GO-TO GEAR: When I head out of the country, I rent a satellite phone, which can be ordered online. I love it because unlike regular cell phones, it always works. Whether you’re in the middle of the desert or on a yacht in the Mediterranean, there will be a signal.
From luxury resorts including Grand Wailea Resort in Maui to select service and extended stay brands such as Hampton Inn, Courtyard and Residence Inn, this Sandy Springs resident and graduate of the Cornell University School of Hotel Administration has more than 17 years of experience in the industry. In his current role, Waldman travels several times a month and is responsible for negotiating and closing hotel acquisition and development projects for Peachtree Hotel Group.
“One of my favorite spots is Guanacaste, Costa Rica,” he says. “The first time I went to Costa Rica was for a resort development project. I fell in love with the country immediately and went back again with my family shortly thereafter. We were able to experience everything from zip lining through the rain forest to relaxing on the pristine beaches. Another amazing place is Alaska. If you haven’t been—go. The nature is absolutely incredible, and the views are breathtaking.
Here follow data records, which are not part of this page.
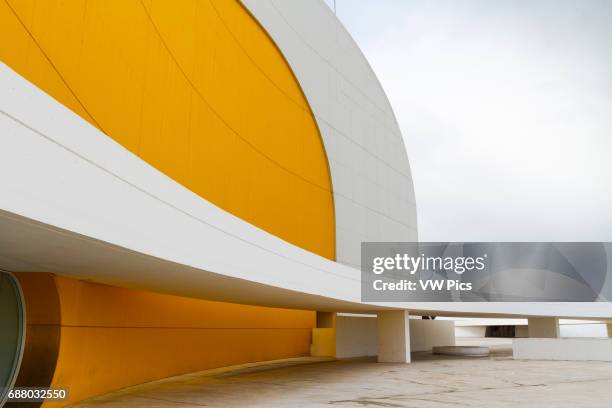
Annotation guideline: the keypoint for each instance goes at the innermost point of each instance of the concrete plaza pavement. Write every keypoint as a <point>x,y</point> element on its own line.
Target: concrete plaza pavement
<point>430,381</point>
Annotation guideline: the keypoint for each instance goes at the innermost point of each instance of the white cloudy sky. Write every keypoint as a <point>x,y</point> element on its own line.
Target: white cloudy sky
<point>506,109</point>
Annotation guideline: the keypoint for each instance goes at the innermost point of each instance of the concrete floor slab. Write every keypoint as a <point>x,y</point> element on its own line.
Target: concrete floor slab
<point>430,381</point>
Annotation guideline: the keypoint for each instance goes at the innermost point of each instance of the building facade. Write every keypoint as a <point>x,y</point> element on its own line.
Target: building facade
<point>172,170</point>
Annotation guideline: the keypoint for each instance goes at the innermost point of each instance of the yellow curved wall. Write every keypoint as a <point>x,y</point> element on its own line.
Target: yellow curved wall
<point>94,338</point>
<point>198,90</point>
<point>195,88</point>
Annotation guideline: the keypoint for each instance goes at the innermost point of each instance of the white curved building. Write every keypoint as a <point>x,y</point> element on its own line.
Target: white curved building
<point>193,180</point>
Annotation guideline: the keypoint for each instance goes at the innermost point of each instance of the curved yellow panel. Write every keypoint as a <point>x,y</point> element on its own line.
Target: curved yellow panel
<point>93,338</point>
<point>195,88</point>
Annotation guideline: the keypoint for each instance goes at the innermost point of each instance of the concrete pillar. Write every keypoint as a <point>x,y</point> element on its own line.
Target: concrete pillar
<point>543,327</point>
<point>393,336</point>
<point>324,335</point>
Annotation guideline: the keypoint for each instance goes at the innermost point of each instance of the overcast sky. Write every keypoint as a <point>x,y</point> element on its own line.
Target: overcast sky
<point>506,110</point>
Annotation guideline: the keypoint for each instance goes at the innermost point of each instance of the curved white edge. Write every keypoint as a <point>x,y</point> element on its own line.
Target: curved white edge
<point>373,188</point>
<point>76,203</point>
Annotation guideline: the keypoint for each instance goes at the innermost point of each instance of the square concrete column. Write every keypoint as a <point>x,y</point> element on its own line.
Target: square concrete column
<point>324,335</point>
<point>543,327</point>
<point>393,336</point>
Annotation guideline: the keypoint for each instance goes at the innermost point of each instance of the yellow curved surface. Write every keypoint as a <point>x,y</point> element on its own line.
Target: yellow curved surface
<point>195,88</point>
<point>93,338</point>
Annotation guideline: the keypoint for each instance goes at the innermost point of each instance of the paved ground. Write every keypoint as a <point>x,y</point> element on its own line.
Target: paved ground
<point>430,381</point>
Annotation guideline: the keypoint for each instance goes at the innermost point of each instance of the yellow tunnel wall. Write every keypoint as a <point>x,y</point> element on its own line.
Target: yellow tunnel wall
<point>198,90</point>
<point>93,338</point>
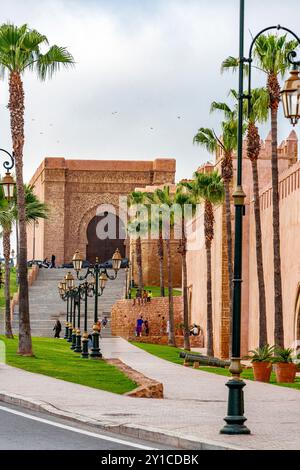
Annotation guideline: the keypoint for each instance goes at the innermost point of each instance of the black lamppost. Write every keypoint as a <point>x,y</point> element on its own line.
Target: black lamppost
<point>235,418</point>
<point>8,184</point>
<point>99,276</point>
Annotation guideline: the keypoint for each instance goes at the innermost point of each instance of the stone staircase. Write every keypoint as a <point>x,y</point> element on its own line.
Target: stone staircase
<point>46,306</point>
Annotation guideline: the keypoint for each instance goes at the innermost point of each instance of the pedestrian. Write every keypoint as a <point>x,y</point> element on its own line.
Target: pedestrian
<point>90,341</point>
<point>139,326</point>
<point>53,257</point>
<point>163,326</point>
<point>144,297</point>
<point>57,329</point>
<point>146,327</point>
<point>99,328</point>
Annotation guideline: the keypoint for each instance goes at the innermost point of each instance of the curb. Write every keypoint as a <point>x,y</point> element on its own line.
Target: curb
<point>148,433</point>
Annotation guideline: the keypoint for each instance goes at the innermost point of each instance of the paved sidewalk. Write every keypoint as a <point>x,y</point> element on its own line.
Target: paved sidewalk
<point>194,406</point>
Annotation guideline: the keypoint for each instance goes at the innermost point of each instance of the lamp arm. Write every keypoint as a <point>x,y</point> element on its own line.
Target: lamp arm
<point>110,277</point>
<point>290,56</point>
<point>8,165</point>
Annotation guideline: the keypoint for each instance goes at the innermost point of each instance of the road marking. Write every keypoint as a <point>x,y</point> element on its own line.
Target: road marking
<point>72,429</point>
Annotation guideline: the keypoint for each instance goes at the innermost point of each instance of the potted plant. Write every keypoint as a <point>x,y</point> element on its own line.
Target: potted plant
<point>261,359</point>
<point>285,368</point>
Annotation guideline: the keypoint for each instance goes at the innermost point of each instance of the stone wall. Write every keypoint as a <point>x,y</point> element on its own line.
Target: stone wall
<point>124,316</point>
<point>287,163</point>
<point>74,189</point>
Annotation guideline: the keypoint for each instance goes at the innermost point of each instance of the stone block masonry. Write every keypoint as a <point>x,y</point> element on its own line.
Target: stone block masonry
<point>124,315</point>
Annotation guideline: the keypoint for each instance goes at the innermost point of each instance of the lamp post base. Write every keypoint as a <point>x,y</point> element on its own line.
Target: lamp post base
<point>235,418</point>
<point>95,350</point>
<point>85,346</point>
<point>73,345</point>
<point>78,347</point>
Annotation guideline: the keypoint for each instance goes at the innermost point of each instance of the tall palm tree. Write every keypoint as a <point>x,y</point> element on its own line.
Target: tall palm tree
<point>6,219</point>
<point>270,53</point>
<point>20,51</point>
<point>258,113</point>
<point>208,188</point>
<point>34,209</point>
<point>228,143</point>
<point>166,198</point>
<point>137,198</point>
<point>183,199</point>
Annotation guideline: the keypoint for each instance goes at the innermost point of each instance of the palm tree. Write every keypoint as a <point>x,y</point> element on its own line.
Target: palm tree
<point>210,189</point>
<point>183,198</point>
<point>271,52</point>
<point>137,198</point>
<point>228,143</point>
<point>20,51</point>
<point>166,198</point>
<point>258,113</point>
<point>34,209</point>
<point>6,218</point>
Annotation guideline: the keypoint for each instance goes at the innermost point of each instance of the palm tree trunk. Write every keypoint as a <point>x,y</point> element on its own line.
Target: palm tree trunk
<point>139,263</point>
<point>160,252</point>
<point>278,329</point>
<point>16,107</point>
<point>229,251</point>
<point>6,254</point>
<point>186,344</point>
<point>263,337</point>
<point>209,320</point>
<point>171,302</point>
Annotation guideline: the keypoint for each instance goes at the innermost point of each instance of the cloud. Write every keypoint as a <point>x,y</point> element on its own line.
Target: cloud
<point>149,61</point>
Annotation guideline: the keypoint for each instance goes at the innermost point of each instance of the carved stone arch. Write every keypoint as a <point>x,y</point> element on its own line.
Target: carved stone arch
<point>93,211</point>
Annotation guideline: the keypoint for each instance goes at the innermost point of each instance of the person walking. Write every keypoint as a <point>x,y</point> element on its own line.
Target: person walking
<point>53,261</point>
<point>57,329</point>
<point>146,327</point>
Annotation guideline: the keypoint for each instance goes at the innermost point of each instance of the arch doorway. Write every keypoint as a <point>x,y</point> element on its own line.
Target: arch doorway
<point>105,233</point>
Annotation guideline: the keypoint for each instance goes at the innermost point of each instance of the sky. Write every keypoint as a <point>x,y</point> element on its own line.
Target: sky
<point>146,72</point>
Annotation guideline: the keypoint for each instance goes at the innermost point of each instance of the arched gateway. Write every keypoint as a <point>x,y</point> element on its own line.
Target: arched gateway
<point>73,191</point>
<point>103,245</point>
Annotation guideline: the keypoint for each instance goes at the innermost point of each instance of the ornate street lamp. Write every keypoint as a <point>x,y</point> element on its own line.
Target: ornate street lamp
<point>116,260</point>
<point>1,276</point>
<point>70,280</point>
<point>97,284</point>
<point>235,418</point>
<point>290,95</point>
<point>8,184</point>
<point>77,261</point>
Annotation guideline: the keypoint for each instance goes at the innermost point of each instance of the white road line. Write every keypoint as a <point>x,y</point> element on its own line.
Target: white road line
<point>72,429</point>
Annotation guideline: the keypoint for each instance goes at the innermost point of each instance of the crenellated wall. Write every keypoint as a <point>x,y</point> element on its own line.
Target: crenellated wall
<point>290,228</point>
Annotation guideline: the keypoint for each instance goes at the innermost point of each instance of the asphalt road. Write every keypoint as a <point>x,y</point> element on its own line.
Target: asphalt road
<point>22,429</point>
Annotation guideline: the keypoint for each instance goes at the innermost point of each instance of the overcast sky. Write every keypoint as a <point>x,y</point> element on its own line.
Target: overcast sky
<point>151,61</point>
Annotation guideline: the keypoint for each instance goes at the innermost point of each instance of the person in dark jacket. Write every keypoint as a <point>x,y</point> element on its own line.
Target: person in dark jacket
<point>57,329</point>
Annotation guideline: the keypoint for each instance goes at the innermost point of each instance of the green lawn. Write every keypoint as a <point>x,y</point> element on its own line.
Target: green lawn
<point>172,354</point>
<point>13,287</point>
<point>54,358</point>
<point>156,291</point>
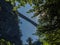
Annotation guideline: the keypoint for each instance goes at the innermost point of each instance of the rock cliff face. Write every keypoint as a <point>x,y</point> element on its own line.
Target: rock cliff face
<point>9,28</point>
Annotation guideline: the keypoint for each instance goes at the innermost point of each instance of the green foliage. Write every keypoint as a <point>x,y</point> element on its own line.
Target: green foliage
<point>49,20</point>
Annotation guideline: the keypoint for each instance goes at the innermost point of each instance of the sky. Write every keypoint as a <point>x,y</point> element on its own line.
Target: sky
<point>27,28</point>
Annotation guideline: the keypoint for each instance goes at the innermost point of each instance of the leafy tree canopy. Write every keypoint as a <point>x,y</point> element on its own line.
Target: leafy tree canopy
<point>49,18</point>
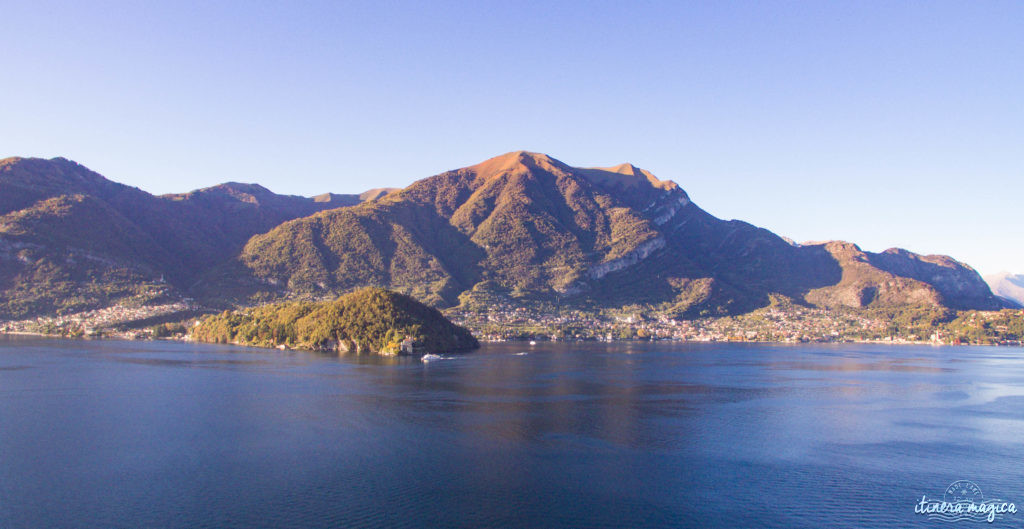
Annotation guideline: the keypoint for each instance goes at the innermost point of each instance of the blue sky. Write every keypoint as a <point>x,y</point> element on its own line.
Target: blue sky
<point>888,124</point>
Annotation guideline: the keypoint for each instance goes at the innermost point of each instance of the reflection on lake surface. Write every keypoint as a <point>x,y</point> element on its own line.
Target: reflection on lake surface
<point>131,434</point>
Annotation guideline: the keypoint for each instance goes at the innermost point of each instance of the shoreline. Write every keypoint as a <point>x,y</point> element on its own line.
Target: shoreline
<point>482,342</point>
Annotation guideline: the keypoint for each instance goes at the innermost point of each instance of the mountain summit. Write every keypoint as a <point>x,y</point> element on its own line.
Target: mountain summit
<point>527,224</point>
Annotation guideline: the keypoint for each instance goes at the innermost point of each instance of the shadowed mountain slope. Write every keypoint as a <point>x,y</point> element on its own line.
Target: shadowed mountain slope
<point>606,236</point>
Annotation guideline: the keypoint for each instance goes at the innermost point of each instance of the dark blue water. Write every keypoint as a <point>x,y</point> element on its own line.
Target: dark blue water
<point>128,434</point>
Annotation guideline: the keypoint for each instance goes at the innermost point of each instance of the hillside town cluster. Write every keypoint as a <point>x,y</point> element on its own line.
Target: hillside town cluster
<point>116,321</point>
<point>781,324</point>
<point>507,321</point>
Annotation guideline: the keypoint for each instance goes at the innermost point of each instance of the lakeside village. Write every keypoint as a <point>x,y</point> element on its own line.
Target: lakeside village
<point>501,322</point>
<point>778,324</point>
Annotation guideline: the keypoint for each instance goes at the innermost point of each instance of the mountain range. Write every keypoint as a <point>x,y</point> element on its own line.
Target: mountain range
<point>1008,285</point>
<point>522,225</point>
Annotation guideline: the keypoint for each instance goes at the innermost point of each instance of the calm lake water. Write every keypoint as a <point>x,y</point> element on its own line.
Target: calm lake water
<point>135,434</point>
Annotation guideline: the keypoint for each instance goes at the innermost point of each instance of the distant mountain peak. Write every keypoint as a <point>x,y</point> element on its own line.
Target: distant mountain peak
<point>627,176</point>
<point>518,162</point>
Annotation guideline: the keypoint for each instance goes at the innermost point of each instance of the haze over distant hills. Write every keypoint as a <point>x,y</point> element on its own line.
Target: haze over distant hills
<point>1008,285</point>
<point>522,224</point>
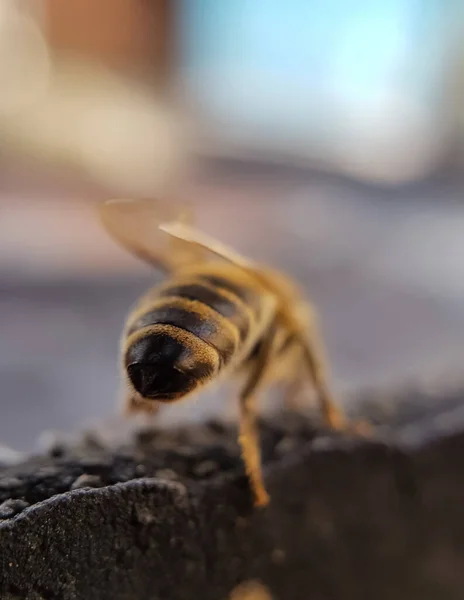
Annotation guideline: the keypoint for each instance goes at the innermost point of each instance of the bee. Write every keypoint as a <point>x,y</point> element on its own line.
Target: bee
<point>215,315</point>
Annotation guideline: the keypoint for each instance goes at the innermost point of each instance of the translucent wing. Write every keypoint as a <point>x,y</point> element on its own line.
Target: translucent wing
<point>184,232</point>
<point>135,225</point>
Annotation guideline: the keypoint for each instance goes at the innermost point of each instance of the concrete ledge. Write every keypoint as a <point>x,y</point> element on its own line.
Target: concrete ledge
<point>170,515</point>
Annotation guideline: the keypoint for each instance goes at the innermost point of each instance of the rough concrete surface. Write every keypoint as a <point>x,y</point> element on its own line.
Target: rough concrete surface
<point>168,515</point>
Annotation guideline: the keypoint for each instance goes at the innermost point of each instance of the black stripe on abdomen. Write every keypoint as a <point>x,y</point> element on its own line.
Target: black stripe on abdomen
<point>206,294</point>
<point>202,327</point>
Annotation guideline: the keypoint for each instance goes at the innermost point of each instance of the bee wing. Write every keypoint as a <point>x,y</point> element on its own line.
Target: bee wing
<point>161,236</point>
<point>184,232</point>
<point>135,225</point>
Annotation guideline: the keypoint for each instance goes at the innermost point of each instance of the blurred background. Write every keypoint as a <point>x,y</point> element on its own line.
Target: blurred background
<point>323,136</point>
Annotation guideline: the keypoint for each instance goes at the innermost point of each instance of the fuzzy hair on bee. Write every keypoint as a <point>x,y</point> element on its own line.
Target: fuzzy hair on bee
<point>216,315</point>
What really blew me away is how the glaciers are melting, and what we saw on our trip will not be there in the not-too-distant future.”
TRAVEL TIP: Make time to enjoy a great meal at a locally-inspired restaurant. When traveling, I always try to find a local foodie favorite and stay away from the touristy places.
GO-TO GEAR: My iPhone is a must because I have two young children at home. When I’m on the road, I always try to FaceTime with my family in the morning before I leave the hotel and again before the kids go to bed.